中医学は毛沢東が目指した「中西医結合医学」の影響も大きいようです。
「譚源生氏は、薬性に倣って鍼灸の穴性を標準化するのはおかしいと主張する。雑誌『中医臨床』(東洋学術出版社)の2008年12月号から3回にわたって翻訳掲載された譚氏の評論「弁証論治形成の謎を解く民国地代の鍼灸学」の内容は、次のように要約できるだろ。

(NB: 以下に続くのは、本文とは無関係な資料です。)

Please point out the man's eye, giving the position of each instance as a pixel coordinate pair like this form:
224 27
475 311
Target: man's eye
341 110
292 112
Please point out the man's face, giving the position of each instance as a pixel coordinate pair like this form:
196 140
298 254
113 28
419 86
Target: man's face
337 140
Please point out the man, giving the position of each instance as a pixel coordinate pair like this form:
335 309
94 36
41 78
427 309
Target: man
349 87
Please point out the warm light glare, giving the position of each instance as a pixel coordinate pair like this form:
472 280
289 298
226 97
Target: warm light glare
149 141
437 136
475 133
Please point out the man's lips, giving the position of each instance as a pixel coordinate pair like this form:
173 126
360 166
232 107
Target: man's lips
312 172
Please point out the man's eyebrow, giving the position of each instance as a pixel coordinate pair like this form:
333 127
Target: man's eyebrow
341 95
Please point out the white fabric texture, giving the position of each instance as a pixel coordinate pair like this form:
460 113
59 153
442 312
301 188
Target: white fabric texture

「薬の処方と鍼灸の施術とは理論も方法も異なる、薬性と同じ論理で穴性を考えるのは正しくない。また中医学の弁証論治を鍼灸に当てはめるのも間違っている。中華民国時代の科学的鍼灸学の登場とともに、鍼灸の中医薬への隷属が始まった。鍼灸は『霊枢』に還り、鍼灸本来の経穴の理論と弁証論治を作りださなければならない」
「日本では、中医薬の弁証論治がそのまま鍼灸に適用できるのが現代中医鍼灸のメリットだと語られることもあるが、中医学内部の論争がその根拠を崩すかもしれない。」 17P 下段注
「ウォルガー・シェイドやエリザベス・スーなど、中国医学を専攻するヨーロッパの医療人類学者は、現代中医学の「腎」や「神」などの概念は、西洋医学の影響下に作り直されたもので、本来の伝統医学概念ではないと考えている。シェイドは「中国医学の思想は、むしろ日本の東洋医学にある」とさえ言う。現代中医学のシステムがどのように構築されたか、論争含みのその過程の報告書は、北京の書店の棚には見当たらない。それは政治的な秘事であり、この問題に触れることを中国の中医師は敬遠するだろう。だから、日本の中医学派がやるべきである。」 16P 下段注
「西洋医学に対して、中医理論はもともと異質なものであり、その異質なところが中医学の価値が存在するところであり、また中医学が存続してゆく基盤でもある。ところが、多くの中医学研究者は、西洋医学の理論と方法を基準にして、西洋医学への同化を目標にしてきたために、両医学の概念を混同し、中医学理論体系を大混乱に陥れたのである。中西医結合研究を最高目標にしているかぎり、中医学理論は解体してしまう(中医臨床 1997年6月 東洋学術出版社)」傳景華氏(中国中医科学院の研究者) 196P
中医学=中国伝統医学ではなく、中西医結合医学の流れから西洋医学の概念をも含めた、新たなコンセプトで作られているものです。
ただしその内容(意図や典拠など)は「政治的な秘事」として公開されていません。
こういった情報が何も無いままに、なぜか日本の鍼灸学校の教科書は年々この中医学の影響を強めて行きました。
「日本の鍼灸学校を席巻しつつある中医学派も、「これは中国国家中医薬管理局公認の由緒正しいシステムである」と権威に寄り掛かっているだけでは済まないはずです。自分たちが教えている教科書的中医学は、『素問』『霊枢』など医学典籍からの数々の引用文で飾られているとはいえ、中医学内の古典派の眼から見れば、西洋医学に侵食された、中国伝統鍼灸ならぬ「現代中医学」なのだという認識を持つべきでしょう。そこから〈原型〉としてのもともとの古代鍼灸、伝統鍼灸とは何かを追求する視点が開け、教科書の見解から離れた古典読解の道に踏み込むことが可能になるはずです。」 198P
いま中国の覇権主義は世界的にも懸念されていますが、これが東洋医学、鍼灸の分野でも推し進められて、中国は世界の鍼灸を中医学一色に染めようとWHOなどにも働きかけているようです。
日本の人々が多くの危機を乗り越えて深め発展させ伝えてきたものを、まずは大切にして欲しいと思います。